# Natural Edge Bowl



## Jeff4woodturning (Feb 1, 2009)

This is a maple natural edge bowl. done it some time ago but thought i would share it. please feel free to post your NEB, i have been thinking of doing more of these.


----------



## Kenbo (Sep 16, 2008)

Wow. That's really nice. I've never tried a natural edge bowl. I love the look of the wood. It's so clean that it almost looks fake. :laughing: Great job. Keep posting
Ken


----------



## Daren (Oct 14, 2006)

Super cool :thumbsup:


----------



## jdixon (Nov 21, 2007)

Jeff that is fantastic! Very, very nice.

John


----------



## rightuppercut (Oct 8, 2008)

Man that's nice. Your surface looks perfect. What did you use to hollow it? I would have tool marks all through that thing.


----------



## Chad (May 10, 2009)

That's cool, awesome bowl.


----------



## Mitch Cholewinski (Mar 11, 2007)

*Neb*

This is also a NEB that I turned a while back. It is entirely translucent except along the end where the bark is. If I tried to make it 1/32" thick like the rest of the bowl it would surely break. I made a bunch of these NEB at one time. Jeff yours is very nice, you did a great job. Keep making them. Mitch:thumbsup:


----------



## EugeneInNC (Aug 18, 2008)

Jeff, that is really nice. The ultra clean finish and subtle grain is a nice contrast to the natural edge and the bark. I also like the form, it looks great on this bowl. Thanks for posting.

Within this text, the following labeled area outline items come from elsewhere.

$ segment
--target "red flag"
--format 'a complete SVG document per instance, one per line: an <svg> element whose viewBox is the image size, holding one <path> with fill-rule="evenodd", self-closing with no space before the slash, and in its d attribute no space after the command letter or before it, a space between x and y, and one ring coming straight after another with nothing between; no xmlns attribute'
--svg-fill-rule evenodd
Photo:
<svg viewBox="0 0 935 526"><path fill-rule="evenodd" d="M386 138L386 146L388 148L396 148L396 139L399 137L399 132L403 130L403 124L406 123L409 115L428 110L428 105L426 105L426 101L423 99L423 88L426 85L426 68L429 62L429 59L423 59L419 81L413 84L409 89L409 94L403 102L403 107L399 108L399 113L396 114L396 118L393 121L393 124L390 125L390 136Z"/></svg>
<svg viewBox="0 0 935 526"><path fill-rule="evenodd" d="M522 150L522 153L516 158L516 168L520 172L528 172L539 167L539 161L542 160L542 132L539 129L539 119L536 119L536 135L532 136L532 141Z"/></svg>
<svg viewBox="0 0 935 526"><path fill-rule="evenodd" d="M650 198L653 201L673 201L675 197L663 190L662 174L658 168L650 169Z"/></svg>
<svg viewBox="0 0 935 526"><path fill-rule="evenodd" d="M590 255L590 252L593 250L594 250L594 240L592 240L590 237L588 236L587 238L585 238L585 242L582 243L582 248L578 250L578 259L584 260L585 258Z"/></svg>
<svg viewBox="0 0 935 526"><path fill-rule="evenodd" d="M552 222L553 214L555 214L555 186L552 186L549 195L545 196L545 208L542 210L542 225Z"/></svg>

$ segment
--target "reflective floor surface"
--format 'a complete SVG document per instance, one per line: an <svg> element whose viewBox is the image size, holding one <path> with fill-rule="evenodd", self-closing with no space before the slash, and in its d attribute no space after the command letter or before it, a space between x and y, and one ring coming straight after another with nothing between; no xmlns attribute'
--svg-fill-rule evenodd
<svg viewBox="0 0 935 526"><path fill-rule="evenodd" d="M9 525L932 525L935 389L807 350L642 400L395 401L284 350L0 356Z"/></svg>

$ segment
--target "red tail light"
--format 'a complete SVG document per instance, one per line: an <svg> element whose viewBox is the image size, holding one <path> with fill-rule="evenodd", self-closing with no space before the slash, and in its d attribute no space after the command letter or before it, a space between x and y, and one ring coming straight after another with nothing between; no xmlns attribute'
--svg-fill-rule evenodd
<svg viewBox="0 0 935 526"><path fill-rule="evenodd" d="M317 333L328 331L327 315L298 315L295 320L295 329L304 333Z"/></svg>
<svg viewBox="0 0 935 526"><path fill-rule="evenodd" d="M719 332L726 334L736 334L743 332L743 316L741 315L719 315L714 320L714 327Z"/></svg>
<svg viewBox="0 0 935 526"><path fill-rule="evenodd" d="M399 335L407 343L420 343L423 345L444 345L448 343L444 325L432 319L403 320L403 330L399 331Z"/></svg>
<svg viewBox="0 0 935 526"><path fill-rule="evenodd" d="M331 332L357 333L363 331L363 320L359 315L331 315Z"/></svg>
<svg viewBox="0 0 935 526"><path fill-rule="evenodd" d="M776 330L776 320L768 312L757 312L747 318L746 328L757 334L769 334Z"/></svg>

Mitch, your bowl looks very nice also. I really like the color of the wood against the black base.


----------



## Mitch Cholewinski (Mar 11, 2007)

NEB
Thanks Eugene Mitch:thumbsup:


----------



## slatron25 (Dec 18, 2007)

Here's my latest out of hackberry.


----------



## Barry Ward (Mar 22, 2008)

WOW,You guys have done well,they all are beautifull pieces,but Mitch I think yours is downright beautifull.Sorry fella's :sad:


----------



## Mitch Cholewinski (Mar 11, 2007)

Woodsman
Thanks buddy. I think they are all beautiful. You can see the love each turner put into each and every one of these NEB. Keep it up guys, you guys are good. 
I love turning but for past year plus I been making turning tools. Made a new bowl gouge tonight and it cuts great Mitch:thumbsup:


----------



## Jeff4woodturning (Feb 1, 2009)

Thanks guys for your comments and showing your NEBs hope to see more. 

Rightuppercut did it with my Sorby 1/2 bowl gouge and round nose scraper but i have seen your work up close, who are you kidding with the tool marks...lol ...we will have to get together a share turning techniques.

Mitch & Tim your bowls look great, thanks for sharing.


----------